How do you begin a conversation about math with a preschooler beyond singing the Ants Go Marching Two by Two?

Introducing young children to math at home does not have to be complicated, but it can go beyond simple counting songs or fingerplays. Young children are naturally curious about math. Numbers, geometry, and patterns are easy to incorporate into a preschool life, and so are math conversations with preschoolers. Even a walk around the neighborhood can be an opportunity to talk about math. Count dogs. Talk about how one dog counts as one no matter the size. Later you can categorize the dogs or count several categories of animals. Ask open ended questions. 

Geometry and patterns are also easy to incorporate. Name shapes as you walk or read books. Talk about how shape names do not change even if a shape is a different direction. Cut a few shapes out of paper and let your child arrange them to make pictures or create patterns. Tangrams are also a fun way to play with shapes and patterns at any age! I have been known to set out Tangrams and other shape puzzles at multigenerational family gatherings just because it’s fun to watch people explore them together or to see one generation teach something to another.

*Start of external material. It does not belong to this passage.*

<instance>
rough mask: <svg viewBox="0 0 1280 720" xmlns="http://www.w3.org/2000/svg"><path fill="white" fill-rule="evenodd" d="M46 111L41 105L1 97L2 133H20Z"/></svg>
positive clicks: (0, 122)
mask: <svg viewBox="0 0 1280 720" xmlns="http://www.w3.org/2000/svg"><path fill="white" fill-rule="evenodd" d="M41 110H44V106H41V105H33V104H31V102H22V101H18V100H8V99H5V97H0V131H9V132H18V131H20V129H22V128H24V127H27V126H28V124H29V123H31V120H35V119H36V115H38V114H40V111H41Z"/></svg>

Teach young children to view and describe their world mathematically in your everyday life. Extend conversations with words like “more” or “less” or “older” or “younger.” Ask open ended questions like “how can we find out how many dog treats we need?” and allow time to think and describe their thinking. Extend that conversation by asking “how many more would we need if we shared with Kimmie’s dog, too?” Allow wait time. Some children need more time to think mathematically and to describe their thinking. Recognize that your own feelings about math may shape your child’s view.

Finally, link familiar concepts to math thinking and then to correct terms. Math progression can be as easy as talking about the world around you or the meal in front of you. Start with what your child knows and then go just a little outside of that. If your child can count to three, can they recognize groups of 3 without counting? What does one more look like? (Look, now you are subitizing!) Don’t structure every minute of a child’s life with formal instruction, but do make math conversations a natural part of life. Capitalize on a young child’s curiosity with math. Whining while waiting in the grocery store line or for a meal in a restaurant can be turning into a math conversation when you try to spot shapes or see what is the same size as your hand. This is good advice for either the parent OR the child! Put down that smartphone and have a math conversation. You do not need any extra training, just start talking. 

Table Talk: How do your own feelings about math shape your student’s or child’s view? What items around you are the same size as your hand? What items are bigger than your hand? What does subitizing mean?